As I told my friend: So, are we finally able to stop calling Whedon a cult phenomenon? Because his movie made over a billion dollars…
And Cabin in the Woods? The horror movies that mocks horror movie conventions, while still using them? The movie that has the most insane final 20 minutes I’ve seen in a theater possibly ever? (Oh. Outside of Crank 2. Which was CRAZY.)
It was a movie made for people like me. It’s not often that I get one of those in theaters, as opposed on video when no one is looking…
When I was trying to compile a list o’ things I loved this year, this was, for a while, the only movie I could think of. It’s a little overlong, but the script is covered in memorable one-liners, the actresses are all on their absolute A game, and watching a bunch of college kids making music just for the love of making music?
This one was made for me, too.
Also: Anna Kendrick. Can we just put her in everything? Such a good actress, such a great voice.
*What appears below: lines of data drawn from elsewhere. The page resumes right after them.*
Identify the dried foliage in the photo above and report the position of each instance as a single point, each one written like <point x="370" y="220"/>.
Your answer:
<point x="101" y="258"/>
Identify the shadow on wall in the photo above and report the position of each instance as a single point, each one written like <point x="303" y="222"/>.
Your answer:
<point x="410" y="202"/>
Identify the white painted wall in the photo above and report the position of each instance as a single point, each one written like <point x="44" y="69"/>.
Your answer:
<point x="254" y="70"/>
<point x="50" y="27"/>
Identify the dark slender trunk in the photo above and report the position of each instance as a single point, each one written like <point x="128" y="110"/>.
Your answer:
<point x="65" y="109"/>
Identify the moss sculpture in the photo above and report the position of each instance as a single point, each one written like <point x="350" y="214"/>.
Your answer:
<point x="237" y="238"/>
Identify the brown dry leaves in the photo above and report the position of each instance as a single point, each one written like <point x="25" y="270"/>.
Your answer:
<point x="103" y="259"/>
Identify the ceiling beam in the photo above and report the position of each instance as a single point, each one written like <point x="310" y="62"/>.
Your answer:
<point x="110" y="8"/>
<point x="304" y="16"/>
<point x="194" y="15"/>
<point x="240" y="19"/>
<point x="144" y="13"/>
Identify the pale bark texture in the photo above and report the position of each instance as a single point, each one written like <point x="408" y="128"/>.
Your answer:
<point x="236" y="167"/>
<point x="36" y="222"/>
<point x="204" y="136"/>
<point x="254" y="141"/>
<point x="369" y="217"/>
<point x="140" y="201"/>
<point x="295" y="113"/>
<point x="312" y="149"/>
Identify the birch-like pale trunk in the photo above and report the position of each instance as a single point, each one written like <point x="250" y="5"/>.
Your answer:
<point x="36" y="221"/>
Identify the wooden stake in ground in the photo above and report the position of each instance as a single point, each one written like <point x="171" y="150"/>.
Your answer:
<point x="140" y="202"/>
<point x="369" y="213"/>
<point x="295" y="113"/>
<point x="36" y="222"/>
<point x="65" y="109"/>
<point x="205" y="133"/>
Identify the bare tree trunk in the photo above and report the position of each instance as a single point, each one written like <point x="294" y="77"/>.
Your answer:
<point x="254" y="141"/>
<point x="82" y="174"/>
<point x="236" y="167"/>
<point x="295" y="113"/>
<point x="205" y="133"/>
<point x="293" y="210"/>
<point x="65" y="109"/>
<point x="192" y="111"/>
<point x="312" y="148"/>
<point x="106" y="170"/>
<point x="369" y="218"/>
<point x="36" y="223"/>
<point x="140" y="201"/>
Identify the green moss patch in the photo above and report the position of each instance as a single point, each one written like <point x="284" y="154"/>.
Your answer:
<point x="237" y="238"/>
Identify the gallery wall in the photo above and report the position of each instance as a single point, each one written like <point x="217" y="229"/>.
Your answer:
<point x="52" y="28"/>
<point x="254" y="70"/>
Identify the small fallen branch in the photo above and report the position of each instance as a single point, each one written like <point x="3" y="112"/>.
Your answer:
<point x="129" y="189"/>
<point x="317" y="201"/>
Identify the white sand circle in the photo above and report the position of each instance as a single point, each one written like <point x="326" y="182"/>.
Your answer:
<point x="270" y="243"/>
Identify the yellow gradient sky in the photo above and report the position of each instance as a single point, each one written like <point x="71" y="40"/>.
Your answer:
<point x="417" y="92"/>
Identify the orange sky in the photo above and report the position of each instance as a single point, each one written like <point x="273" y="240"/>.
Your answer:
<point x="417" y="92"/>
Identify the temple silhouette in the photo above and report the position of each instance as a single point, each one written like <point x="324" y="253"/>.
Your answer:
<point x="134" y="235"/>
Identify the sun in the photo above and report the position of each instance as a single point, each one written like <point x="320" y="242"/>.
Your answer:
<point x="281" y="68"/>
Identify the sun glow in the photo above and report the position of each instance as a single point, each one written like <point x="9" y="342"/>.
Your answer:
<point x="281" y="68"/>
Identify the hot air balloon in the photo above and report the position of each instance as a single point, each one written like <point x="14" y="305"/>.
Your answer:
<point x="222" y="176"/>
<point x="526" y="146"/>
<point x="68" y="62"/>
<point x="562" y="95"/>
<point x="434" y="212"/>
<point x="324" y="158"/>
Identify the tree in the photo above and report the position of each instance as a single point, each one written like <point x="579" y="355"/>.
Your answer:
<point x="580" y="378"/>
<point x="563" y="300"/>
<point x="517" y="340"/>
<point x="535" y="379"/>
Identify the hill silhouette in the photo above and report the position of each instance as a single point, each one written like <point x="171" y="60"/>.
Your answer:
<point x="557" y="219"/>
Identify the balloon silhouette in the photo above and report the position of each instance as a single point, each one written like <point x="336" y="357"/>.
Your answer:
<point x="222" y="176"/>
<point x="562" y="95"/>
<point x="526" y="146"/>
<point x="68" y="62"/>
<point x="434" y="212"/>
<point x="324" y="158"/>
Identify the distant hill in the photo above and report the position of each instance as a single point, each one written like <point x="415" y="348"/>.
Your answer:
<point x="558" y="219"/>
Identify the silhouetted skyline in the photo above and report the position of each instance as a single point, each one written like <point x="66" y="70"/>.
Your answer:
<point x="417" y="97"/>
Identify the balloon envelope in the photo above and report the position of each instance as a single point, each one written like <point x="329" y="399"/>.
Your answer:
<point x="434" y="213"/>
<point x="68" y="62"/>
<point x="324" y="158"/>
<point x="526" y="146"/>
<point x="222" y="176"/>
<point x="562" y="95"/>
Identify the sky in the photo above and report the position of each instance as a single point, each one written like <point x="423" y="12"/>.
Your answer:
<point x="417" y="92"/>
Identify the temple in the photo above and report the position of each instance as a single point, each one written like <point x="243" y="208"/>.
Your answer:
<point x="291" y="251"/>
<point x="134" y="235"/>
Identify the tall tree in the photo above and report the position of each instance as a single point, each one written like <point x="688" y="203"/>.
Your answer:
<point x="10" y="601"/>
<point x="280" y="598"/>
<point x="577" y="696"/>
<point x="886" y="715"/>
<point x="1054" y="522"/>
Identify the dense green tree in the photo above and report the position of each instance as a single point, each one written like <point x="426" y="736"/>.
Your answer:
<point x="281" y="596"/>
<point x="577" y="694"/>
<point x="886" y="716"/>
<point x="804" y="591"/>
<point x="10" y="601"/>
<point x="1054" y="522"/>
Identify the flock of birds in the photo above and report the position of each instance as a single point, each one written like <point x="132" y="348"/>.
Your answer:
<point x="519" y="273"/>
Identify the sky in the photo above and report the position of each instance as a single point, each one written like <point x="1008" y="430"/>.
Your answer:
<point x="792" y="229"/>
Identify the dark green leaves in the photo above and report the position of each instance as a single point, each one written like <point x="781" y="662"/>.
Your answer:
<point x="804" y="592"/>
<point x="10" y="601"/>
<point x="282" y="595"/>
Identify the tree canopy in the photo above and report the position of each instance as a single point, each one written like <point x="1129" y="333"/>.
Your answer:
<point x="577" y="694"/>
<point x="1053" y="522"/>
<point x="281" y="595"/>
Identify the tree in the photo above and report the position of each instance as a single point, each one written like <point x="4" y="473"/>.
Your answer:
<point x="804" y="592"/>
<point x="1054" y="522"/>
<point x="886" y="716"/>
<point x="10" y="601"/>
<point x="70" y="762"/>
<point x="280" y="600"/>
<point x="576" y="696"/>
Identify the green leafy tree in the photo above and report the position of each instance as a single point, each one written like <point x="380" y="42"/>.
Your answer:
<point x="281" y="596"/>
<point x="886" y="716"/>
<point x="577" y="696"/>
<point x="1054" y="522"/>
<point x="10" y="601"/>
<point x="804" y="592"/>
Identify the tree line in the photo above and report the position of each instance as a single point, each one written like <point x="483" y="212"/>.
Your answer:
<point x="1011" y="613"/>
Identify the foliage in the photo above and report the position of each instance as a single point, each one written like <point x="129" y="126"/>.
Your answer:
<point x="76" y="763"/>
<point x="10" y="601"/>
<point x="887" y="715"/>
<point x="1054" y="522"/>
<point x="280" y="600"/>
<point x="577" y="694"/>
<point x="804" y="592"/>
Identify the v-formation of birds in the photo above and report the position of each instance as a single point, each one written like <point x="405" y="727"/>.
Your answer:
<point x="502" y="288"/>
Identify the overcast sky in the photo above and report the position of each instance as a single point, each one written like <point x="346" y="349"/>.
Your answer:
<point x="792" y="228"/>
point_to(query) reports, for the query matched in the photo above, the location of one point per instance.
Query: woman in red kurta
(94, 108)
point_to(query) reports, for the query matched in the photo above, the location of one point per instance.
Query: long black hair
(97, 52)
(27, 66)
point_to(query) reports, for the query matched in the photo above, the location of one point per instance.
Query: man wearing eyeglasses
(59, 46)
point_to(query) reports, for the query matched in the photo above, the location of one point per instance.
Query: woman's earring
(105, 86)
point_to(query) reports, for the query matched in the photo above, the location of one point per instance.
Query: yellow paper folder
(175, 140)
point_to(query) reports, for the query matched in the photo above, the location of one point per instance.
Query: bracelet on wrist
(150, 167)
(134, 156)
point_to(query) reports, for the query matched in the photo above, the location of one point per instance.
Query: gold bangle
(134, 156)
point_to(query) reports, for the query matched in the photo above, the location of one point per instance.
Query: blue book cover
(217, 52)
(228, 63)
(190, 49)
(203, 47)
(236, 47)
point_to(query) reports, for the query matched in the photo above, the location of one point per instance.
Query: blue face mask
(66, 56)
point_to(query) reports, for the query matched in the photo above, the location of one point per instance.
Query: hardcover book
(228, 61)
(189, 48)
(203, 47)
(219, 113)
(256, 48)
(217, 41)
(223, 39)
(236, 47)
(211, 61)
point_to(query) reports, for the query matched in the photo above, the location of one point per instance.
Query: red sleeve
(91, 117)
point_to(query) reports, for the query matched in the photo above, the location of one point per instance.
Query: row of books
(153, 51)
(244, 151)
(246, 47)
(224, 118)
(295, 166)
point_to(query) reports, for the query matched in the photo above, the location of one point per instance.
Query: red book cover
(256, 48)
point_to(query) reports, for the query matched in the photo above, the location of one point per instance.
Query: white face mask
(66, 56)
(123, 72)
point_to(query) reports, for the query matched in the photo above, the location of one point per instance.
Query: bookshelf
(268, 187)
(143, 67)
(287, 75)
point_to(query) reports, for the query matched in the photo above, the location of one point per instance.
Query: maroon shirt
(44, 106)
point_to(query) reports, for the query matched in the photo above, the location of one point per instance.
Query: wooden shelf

John Green: The Collected Works
A student of mine took to her blog to talk about how she was a huge fan of John Green, and in particular his newest book The Fault in Our Stars.
I picked up Fault, read it, and dug it enough to backfill all of John’s other novels.
John seems like a fine fellow, and he works hard to make his YA novels bounce past the clichés of YA. The only problem is that they tend to land in the clichés of indie film because of that.
No matter. The guy clearly loves language, loves his characters, and loves putting his stories into oddball but still mostly believable situations.
And I must go back to the fact that I chewed through all of his books in about two months, which I haven’t done since I discovered Rob Thomas.
While I love Rob Thomas, he never managed to write a scene where someone takes a knee to the groin in a way I would describe as “poetic.”
Brendan Halpin: Tessa Masterson Will Go To Prom
Yeah, he wrote it with someone else, but my only real complaint about this book is that I can never remember the title. (I keep calling her Tess.)
Look, it’s a book about a lesbian that wants to go to prom in a town that hates the idea of it happening. If you’re not into the idea, it won’t work for you.
But looking back on reading it, I think this is the John Hughes movie that John never lived to write and direct. And unlike John Green’s books, which seem to go out of their way to have more ambiguous endings, this one ties up pretty neatly.
I am, quite frankly, shocked that someone hasn’t kicked 5 million into it and turned it into an indie flick starring a couple of former Disney channel stars looking to branch out.
Or maybe I’m cynical.
Which, hey, loops me right around.
There was other stuff I dug, too. But I’m at 1900 words. 1900 words of happy. Well, probably more like 400 of whining and 1500 of happy, but that’s pretty good, right? More than 75%!